Belize, Antigua & Barbuda Blacklisted!

Belize and Antigua and Barbuda have just been blacklisted as tax havens by the European Union!

So, the European Union recently announced that it’s added Antigua and Barbuda, Belize and the Seychelles, to its list of non-cooperative tax jurisdictions. 

The inclusion of Antigua and Barbuda and Belize means almost half of the EU’s blacklisted territories are in the Caribbean. The other Caribbean territories on the list are Anguilla, the Bahamas, Trinidad and Tobago, and Turks and Caicos. 

Now, I don’t want you to get confused. The EU’s blacklist is different from the Financial Action Task Force’s blacklist that we’ve been talking about for a few months. That one is for countries that aren’t taking strong enough measures to prevent money laundering and terrorism financing.  Jamaica’s on the greylist for that one.

The EU’s blacklist is for countries that they consider to be tax havens. 

A tax haven is a country where foreign businesses and individuals pay little or no taxes for their bank deposits. Companies and wealthy people may use tax havens to legally stash money earned abroad while avoiding higher taxes in the US and other nations.

Tax havens may also be used illegally to hide money from tax authorities at home.  In recent times, tax havens are under increasing international political pressure to cooperate with foreign tax fraud inquiries.

Being on the EU’s blacklist affects doing business with its 27 member countries. Blacklisted countries are taxed higher than others, which discourages companies from doing business with them. Plus, there’s the reputational damage, you know, the stigma of being blacklisted.

Now, Belize’s Government has come out to say they reject being added to the list because the EU assessment relied on outdated information. But that’s literally the reason the EU gave for them being added to the list in the first place.

The EU said that the new countries on the list failed to provide enough tax information on request.

But according to the Belizean Government, it gives the appearance that they’re not committed to strengthening their tax framework.

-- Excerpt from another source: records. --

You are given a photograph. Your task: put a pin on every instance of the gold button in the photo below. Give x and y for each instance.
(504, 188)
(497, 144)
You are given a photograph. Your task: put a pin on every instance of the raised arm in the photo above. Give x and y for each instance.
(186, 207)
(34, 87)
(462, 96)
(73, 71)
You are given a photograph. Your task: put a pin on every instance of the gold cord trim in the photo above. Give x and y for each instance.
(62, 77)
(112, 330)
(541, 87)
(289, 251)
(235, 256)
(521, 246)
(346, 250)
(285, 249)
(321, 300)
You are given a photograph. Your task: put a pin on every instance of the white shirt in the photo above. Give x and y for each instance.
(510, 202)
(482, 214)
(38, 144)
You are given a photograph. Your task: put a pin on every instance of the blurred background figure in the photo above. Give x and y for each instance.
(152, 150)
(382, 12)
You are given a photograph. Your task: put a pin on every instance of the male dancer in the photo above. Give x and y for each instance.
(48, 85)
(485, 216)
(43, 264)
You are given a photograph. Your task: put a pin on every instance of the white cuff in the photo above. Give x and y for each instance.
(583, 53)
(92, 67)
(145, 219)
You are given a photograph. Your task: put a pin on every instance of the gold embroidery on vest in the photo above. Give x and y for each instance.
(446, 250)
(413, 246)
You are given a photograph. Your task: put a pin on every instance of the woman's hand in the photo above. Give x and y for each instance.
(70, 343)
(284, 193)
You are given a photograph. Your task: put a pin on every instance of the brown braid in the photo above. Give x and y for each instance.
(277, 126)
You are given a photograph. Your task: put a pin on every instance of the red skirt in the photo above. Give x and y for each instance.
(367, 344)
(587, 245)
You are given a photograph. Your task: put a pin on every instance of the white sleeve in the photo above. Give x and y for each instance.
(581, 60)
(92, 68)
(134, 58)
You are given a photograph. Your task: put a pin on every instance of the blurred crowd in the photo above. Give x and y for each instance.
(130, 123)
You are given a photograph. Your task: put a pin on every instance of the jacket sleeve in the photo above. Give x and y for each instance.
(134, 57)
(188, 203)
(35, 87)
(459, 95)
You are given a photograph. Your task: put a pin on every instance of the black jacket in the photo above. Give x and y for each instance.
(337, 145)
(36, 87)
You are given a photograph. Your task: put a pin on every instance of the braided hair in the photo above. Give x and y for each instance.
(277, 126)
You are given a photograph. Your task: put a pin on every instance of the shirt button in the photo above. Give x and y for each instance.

The Government said they’ve already taken significant steps to address the deficiencies that the EU had identified in their tax laws – but again that info wasn’t given to the EU’s council. So they’re working on a better procedure to exchange information with the EU to avoid another situation like this.

Now, Belize can submit a request for a supplementary review, which could get them off the list sooner. But the Government said the earliest they can submit that is July 2024. 

Meanwhile, Antigua and Barbuda’s government is calling the move a bullying tactic. Information Minister Melford Nicholas said it’s unfair that small island states are always having to amend their laws to meet these international regulations. 

The Minister also said that pressure to adapt to international standards has wiped out the offshore banking sector in countries like Antigua.

But, since it is what it is, the minister said whatever issues caused the country to be placed on the EU blacklist will be corrected soon. 

So, for now Belize and Antigua and Barbuda will have to stay on the blacklist… and that’s the bottom line.